Ambiance jazz années 40 avec balais sur la caisse claire pour le doux "La voisine des oiseaux" et une attaque soudaine de jazz rapide sur l'excellent "Michto la pompe" au swing décapant. "Les petites Sénégalaises" courte
intro orientale puis la chanson par elle-même "Les Sénégalaises" qui nous fait entrevoir une ambiance à la OSS117.

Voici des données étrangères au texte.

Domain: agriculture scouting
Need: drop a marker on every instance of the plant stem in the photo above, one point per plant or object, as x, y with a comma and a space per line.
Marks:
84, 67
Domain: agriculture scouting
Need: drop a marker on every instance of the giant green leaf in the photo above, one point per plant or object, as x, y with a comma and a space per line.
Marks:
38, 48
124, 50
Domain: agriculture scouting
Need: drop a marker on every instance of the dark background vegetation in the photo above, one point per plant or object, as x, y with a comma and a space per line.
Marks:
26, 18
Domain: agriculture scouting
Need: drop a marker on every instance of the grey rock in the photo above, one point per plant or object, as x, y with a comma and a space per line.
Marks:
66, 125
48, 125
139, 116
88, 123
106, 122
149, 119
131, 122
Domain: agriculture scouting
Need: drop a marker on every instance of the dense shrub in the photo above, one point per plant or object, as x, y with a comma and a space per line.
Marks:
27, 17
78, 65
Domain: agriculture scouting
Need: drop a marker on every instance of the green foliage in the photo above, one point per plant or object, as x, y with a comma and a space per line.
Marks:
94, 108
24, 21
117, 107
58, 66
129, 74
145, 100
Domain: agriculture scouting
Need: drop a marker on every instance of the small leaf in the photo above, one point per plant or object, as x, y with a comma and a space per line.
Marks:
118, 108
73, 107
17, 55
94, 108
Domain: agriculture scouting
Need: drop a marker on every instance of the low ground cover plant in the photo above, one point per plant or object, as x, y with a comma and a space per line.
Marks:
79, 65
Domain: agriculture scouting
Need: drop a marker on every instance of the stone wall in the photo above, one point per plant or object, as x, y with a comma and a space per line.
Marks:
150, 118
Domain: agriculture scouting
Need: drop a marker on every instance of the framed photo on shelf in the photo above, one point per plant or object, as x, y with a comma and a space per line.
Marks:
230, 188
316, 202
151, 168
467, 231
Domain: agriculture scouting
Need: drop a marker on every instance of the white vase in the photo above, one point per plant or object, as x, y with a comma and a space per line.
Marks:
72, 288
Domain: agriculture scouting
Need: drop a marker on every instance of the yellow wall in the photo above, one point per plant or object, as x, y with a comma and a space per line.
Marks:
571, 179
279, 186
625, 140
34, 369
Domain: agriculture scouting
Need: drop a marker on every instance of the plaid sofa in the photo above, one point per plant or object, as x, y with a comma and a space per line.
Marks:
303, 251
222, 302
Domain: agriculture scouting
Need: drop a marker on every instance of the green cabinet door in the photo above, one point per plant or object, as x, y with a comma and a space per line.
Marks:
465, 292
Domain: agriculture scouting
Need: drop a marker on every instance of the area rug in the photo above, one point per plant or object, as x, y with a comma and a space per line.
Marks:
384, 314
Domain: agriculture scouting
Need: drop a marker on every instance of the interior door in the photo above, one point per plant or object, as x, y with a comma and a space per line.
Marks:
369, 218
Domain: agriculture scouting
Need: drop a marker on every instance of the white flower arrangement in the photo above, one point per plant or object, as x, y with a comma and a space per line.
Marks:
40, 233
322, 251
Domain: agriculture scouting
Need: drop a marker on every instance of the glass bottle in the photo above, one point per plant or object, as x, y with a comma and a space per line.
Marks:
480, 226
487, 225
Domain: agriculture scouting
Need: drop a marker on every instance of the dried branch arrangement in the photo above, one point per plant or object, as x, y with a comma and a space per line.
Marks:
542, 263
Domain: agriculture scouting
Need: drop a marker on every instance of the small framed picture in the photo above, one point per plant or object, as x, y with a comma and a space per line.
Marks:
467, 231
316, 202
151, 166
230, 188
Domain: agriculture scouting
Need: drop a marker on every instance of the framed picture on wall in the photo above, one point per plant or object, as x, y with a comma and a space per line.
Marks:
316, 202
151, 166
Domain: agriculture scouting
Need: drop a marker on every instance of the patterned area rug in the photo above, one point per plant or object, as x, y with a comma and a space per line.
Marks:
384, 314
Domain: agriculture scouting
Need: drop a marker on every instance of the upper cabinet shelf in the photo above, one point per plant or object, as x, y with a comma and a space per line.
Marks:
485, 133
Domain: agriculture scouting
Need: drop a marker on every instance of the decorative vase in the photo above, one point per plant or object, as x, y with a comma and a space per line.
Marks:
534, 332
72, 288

"André II" a trouvé couvercle à sa marmite depuis l'opus précédent en la personne de Nicole mais celle-ci ne pense qu'à une chose: avoir un manteau de fourrure, ce qui ne sera pas du goût de notre Dédé pour lequel le K-Way
reste le vêtement fétiche.
Piano-bar sur "Un ticket" puis l'humour reprend le dessus avec "Les bourre pâtes et les tire nerf" pour un rendez-
vous chez le dentiste haut en couleur. Instrumental rapide, reprise en long du titre d'ouverture "Grand Jean Luc" puis une note plus mélancolique avec "Le dormeur du val vivant" qui va réveiller les morts dans les tranchées de 14/18. "L'étrangère" reprise de Ferré trouve de nouvelles couleurs à la Négresses Vertes puis dernier tour de piste avec
"Les Sénégalaises de Félix" joué à l'accordéon dans un minimalisme de fin de fête.
Moins "parisien" que le premier tome "Les Sénégalaises" s'alanguit dans un jazz peut-être moins explosif et qui
prend des couleurs anciennes.
Mais l'enchevêtrement des guitares et la contrebasse qui cogne sur le piano reste du meilleur effet, et dans une approche peut-être moins joyeuse que "Le tango des gens" ce deuxième opus trouve une place aussi plausible que définitive.